Wie die IAB-BAMF-SOEP-Befragung von geflüchteten Menschen aus dem Jahr 2020 zeigt, verfügen Frauen seltener als Männer über die geforderte Deutschkompetenz: 18 Prozent der Frauen und 30 Prozent der Männer verfügten über ein entsprechendes Zertifikat, das sie in einem Deutschtest nach Abschluss einer Integrationsmaßnahme erworben hatten. Unter den Frauen mit minderjährigen Kindern im Haushalt waren es 17 Prozent – im Vergleich zu 23 Prozent der Frauen ohne solche Kinder. Außerdem waren Frauen (10 Prozent) deutlich seltener erwerbstätig als Männer (38 Prozent) – in der Regel die Voraussetzung für die Sicherung des eigenen Lebensunterhalts. Männer waren darüber hinaus weitaus häufiger in regulärer Voll- oder Teilzeit erwerbstätig als Frauen (26 versus 5 Prozent). Verheiratete Mütter waren mit 7 Prozent besonders selten erwerbstätig.
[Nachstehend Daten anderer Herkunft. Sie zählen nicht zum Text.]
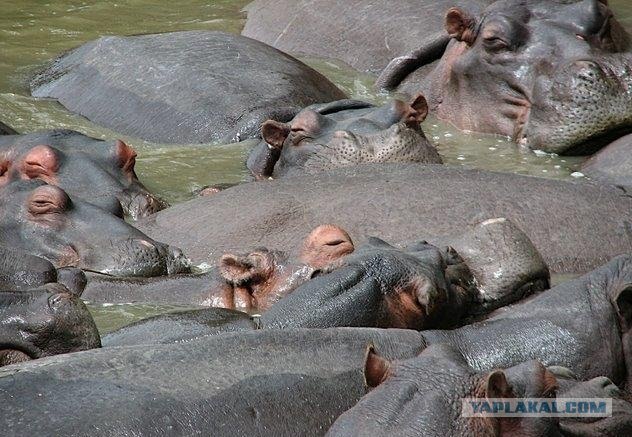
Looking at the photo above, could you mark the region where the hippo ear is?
[485,370,514,399]
[614,284,632,332]
[261,120,290,150]
[445,8,476,45]
[410,93,428,123]
[364,347,391,388]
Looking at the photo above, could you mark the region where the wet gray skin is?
[0,130,168,219]
[378,0,632,153]
[580,135,632,193]
[0,329,428,437]
[0,181,189,276]
[31,31,346,144]
[246,95,443,179]
[0,283,101,366]
[326,345,562,437]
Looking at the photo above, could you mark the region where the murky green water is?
[0,0,632,331]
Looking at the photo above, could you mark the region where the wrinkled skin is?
[0,329,428,437]
[0,284,101,366]
[579,135,632,192]
[0,121,17,135]
[378,0,632,153]
[0,130,168,219]
[242,0,492,73]
[0,181,190,276]
[327,346,561,437]
[246,94,443,180]
[136,164,632,273]
[0,246,87,296]
[31,31,345,144]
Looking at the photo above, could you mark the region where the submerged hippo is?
[378,0,632,153]
[246,94,443,179]
[0,130,168,219]
[0,284,101,366]
[137,164,632,273]
[242,0,493,73]
[0,329,428,437]
[31,31,345,144]
[580,135,632,193]
[0,180,189,276]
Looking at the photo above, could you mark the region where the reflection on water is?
[0,0,632,324]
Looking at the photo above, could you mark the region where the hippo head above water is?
[247,95,442,179]
[378,0,632,153]
[0,180,190,276]
[0,130,167,219]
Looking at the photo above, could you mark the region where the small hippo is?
[0,180,190,276]
[0,130,168,219]
[0,283,101,366]
[246,94,443,180]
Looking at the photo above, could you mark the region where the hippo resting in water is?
[0,283,101,366]
[31,31,345,144]
[246,94,442,179]
[378,0,632,153]
[136,164,632,273]
[0,180,189,276]
[0,130,167,219]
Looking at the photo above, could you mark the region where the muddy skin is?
[136,164,632,273]
[327,346,562,437]
[0,180,190,276]
[0,329,428,436]
[246,94,443,180]
[0,130,168,219]
[242,0,491,73]
[386,0,632,154]
[0,283,101,366]
[579,135,632,193]
[31,31,345,144]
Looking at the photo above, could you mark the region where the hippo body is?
[377,0,632,154]
[0,284,101,366]
[0,180,190,276]
[0,130,167,219]
[242,0,491,73]
[246,95,443,179]
[0,329,420,436]
[137,164,632,272]
[580,135,632,192]
[31,31,345,144]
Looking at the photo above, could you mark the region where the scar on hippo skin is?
[217,225,354,312]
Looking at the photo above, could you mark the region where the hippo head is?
[0,130,167,219]
[217,225,354,312]
[248,95,441,179]
[327,345,561,437]
[429,0,632,153]
[0,181,190,276]
[0,283,101,365]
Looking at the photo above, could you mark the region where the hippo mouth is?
[515,56,632,154]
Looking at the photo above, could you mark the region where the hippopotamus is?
[0,329,430,437]
[0,283,101,366]
[0,246,87,295]
[326,345,561,437]
[31,31,346,144]
[0,129,168,219]
[377,0,632,154]
[0,121,17,135]
[579,135,632,192]
[136,164,632,273]
[242,0,493,73]
[0,180,190,276]
[246,94,443,180]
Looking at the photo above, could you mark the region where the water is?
[0,0,632,331]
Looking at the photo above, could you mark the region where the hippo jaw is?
[515,56,632,153]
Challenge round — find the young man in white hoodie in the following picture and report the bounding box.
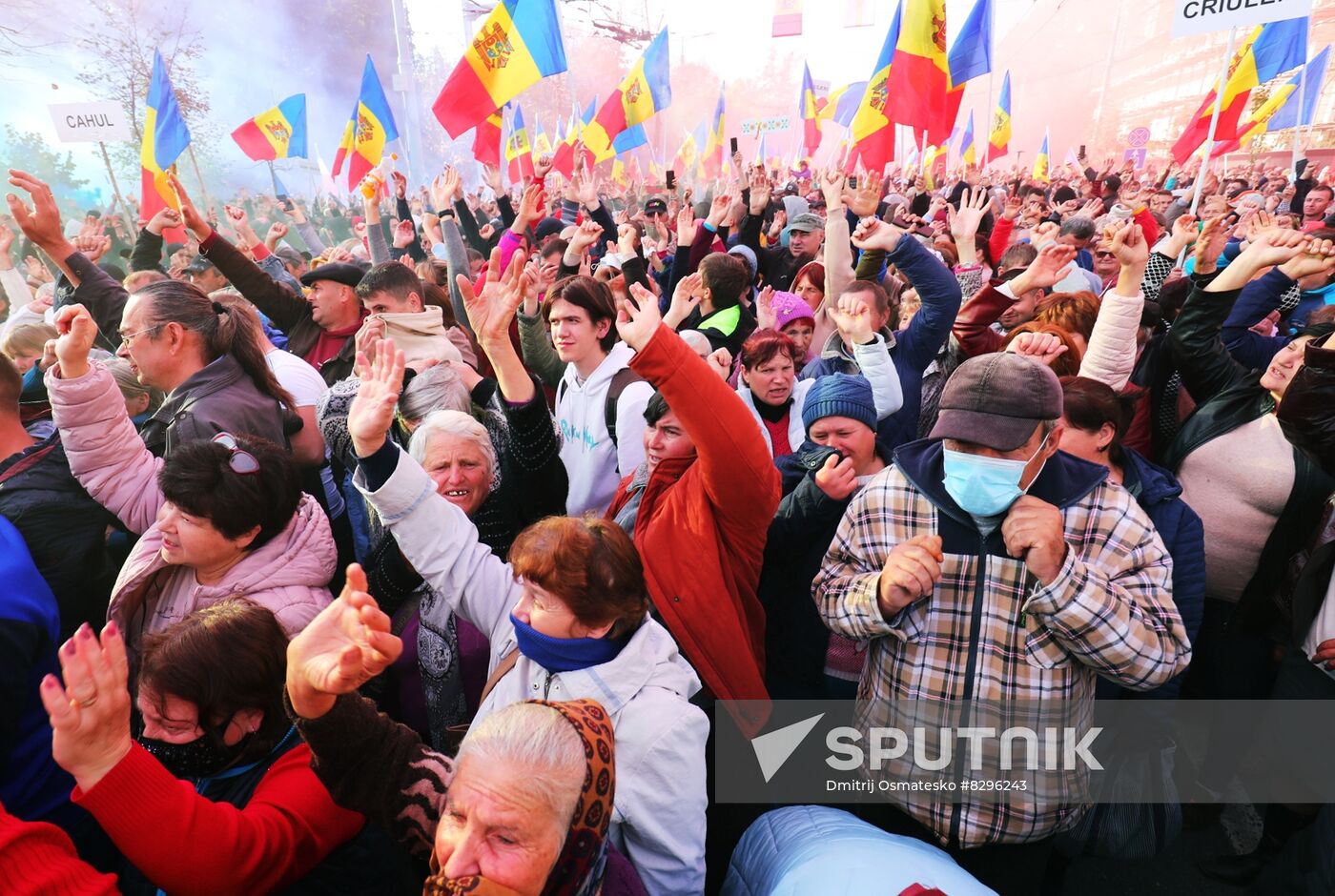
[520,276,654,517]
Förderung für weibliche Geflüchtete

So sind es vor allem Mütter und unverheiratete Frauen, die Schwierigkeiten beim Übergang in den unbefristeten Aufenthaltstitel haben dürften. Um die Chancen weiblicher Flüchtlinge auf die unbefristete Niederlassung zu erhöhen, sollte aus Sicht des IAB zumindest über eine rechtliche Härtefallregelung nachgedacht werden. Diese würde den Ausländerbehörden Entscheidungsspielräume eröffnen, um besondere Lebensumstände wie den Verlust des Partners oder die alleinige Sorge um Kinder oder Pflegebedürftige berücksichtigen zu können. Hilfreich wäre es auch, weibliche Flüchtlinge stärker zu fördern, etwa durch die Jobcenter. So sollten unverheiratete Frauen ohne Kinder durch Jobcenter und Beratungsstellen bei ihrer Integration in existenzsichernde Erwerbsarbeit unterstützt werden, etwa durch berufliche Beratung, Qualifizierungsmaßnahmen sowie Coaching im Bewerbungsprozess und in der beruflichen Einstiegsphase.